The condition is more common and more severe in women (sex ratio 3-4:1). Patients with FECD are initially asymptomatic. Clinical onset is generally in the 5th or 6th decade of life. Discomfort and painful episodes of recurrent corneal erosions occur, along with gradually developing opacification leading to hazy vision. Over time, discomfort may diminish but severe impairment of visual acuity, and even blindness in elderly patients, may be observed. The clinical course often spans 10 to 20 years. The condition is often associated with cataracts. Microbial keratitis and corneal neovascularization are extremely rare complications. Stromal edema produces a blue-gray haze anterior to Descemet membrane followed by eventual thickening of the entire corneal stroma and development of a ground-glass corneal appearance.

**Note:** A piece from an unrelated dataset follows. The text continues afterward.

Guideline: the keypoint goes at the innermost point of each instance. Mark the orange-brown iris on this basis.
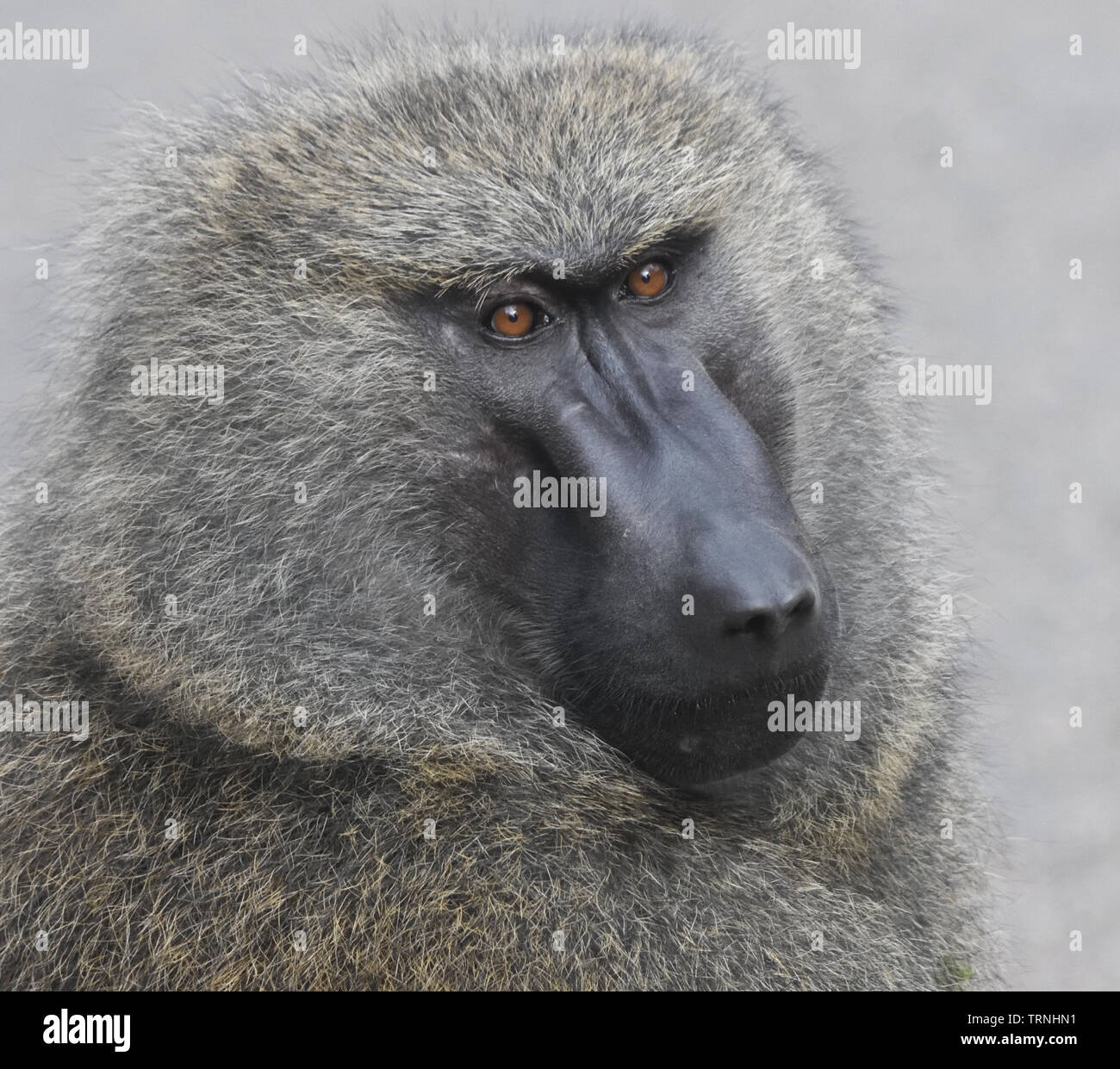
(649, 280)
(512, 320)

The etiology of FECD is unknown, but it seems to be a heterogenous complex inherited disorder caused by the interaction of genetic and environmental factors. Mutations in certain genes have been reported in some cases of FECD. Rare cases of early onset have been related to mutations in the COL8A2 gene (1p34.2-p32.3). Heterozygous mutation in the SLC4A11 gene (20p12) has been reported in some late-onset cases of FECD. Other cases have been mapped to chromosomes 13 (13pter-3q12.13) and 18 (18q21.2- q21.32)(TCF4) and to ZEB1 (10p11.22).
Although most patients with FECD lack a positive family history, blood relatives sometimes manifest corneal guttae. FECD may also affect siblings and two or more successive generations, apparently as an autosomal dominant disorder having incomplete penetrance, but a simple autosomal dominant pattern is unlikely.
Management and treatment
Most patients with FECD ultimately require a penetrating keratoplasty or a procedure for repairing the posterior surface of the cornea, such as a deep lamellar endothelial keratoplasty (DLEK), Descemet stripping endothelial keratoplasty (DSEK), or Descemet stripping automated endothelial keratoplasty (DSAEK). Visual acuity is markedly improved after a penetrating keratoplasty, DSEK or DSAEK.